To be so pissed off? DH's inability to make a decision...

29 replies

ShatnersBassoon · 28/06/2015 17:25

...has ruined a surprise for me that I would have been genuinely touched by.

I'm soon leaving a voluntary role. One of my colleagues sneakily took DH to one side and told him that they were going to surprise me with a voucher as a leaving present, and wondered if there was any particular shop that would be best. He said he didn't know. So he asked me, after explaining what they had planned Sad. He said he really couldn't think of anywhere and, "Well you must have known they'd get you something!" It wouldn't even have crossed my mind.

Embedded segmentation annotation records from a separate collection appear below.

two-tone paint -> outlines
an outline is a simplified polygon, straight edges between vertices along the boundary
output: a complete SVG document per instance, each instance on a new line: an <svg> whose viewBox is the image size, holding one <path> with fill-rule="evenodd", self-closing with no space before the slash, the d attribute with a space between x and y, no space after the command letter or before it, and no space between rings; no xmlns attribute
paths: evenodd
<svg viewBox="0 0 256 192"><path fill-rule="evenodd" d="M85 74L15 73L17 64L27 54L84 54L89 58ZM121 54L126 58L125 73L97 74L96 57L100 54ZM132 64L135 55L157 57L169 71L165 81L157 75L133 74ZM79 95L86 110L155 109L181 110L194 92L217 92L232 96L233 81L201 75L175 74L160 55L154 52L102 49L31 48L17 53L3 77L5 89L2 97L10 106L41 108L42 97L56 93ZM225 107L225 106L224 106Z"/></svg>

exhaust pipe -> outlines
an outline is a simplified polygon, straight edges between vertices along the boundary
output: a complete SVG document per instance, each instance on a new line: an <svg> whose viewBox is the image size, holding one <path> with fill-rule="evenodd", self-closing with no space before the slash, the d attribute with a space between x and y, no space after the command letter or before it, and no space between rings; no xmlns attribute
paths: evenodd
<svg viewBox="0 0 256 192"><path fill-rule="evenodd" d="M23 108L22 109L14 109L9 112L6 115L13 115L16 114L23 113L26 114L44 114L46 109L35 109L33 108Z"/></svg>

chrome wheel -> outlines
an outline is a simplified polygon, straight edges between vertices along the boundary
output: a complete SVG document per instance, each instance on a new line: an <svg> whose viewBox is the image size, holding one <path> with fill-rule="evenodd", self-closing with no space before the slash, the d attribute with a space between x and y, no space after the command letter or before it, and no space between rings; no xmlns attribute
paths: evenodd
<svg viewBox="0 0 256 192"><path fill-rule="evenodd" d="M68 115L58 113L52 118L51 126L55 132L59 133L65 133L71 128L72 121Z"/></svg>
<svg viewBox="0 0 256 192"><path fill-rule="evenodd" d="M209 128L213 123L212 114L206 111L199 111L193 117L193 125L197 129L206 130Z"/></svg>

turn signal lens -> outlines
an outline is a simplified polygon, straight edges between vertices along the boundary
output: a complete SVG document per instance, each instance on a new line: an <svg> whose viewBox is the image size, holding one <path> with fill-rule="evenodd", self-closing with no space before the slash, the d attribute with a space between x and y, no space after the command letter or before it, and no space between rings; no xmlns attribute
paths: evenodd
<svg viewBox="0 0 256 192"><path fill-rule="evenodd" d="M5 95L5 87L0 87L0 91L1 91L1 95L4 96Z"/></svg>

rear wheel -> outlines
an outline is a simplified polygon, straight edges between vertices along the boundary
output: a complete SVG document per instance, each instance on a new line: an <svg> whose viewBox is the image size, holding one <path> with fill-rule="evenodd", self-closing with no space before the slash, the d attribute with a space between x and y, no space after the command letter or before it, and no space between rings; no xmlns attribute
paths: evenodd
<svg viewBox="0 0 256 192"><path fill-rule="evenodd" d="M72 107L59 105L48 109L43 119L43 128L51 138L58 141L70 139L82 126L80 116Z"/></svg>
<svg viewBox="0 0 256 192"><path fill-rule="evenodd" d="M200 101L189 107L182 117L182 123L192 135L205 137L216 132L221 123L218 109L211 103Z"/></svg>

I'm an easy to please person. The voucher is not going to be for a very large amount, so no risk of ending up with loads of vouchers for a shop I wouldn't class as a favourite. Why the fuck couldn't he just tell them a couple of shops that everybody goes in, like Boots or M&S, or suggest a book token if he really couldn't think of a single shop? Or go away and have a think about it inside his head? Sad. It's a lovely thing for them to do, and I feel so pissed off with him for raining on their parade.

He has a long and steady history of this. Just yesterday he had to get me to deal with a tree surgeon because he couldn't decide whether it would be best to follow the man's advice and take a dead tree out of the garden Confused.

I feel so exasperated every time he says "I don't mind," or "You choose." I'm not a control freak, I long for him to take the reins for a bit. I often pull him up on his deferring to me, and tell him it makes me cross. I think it's laziness that makes him this way; why think when someone else can think for you?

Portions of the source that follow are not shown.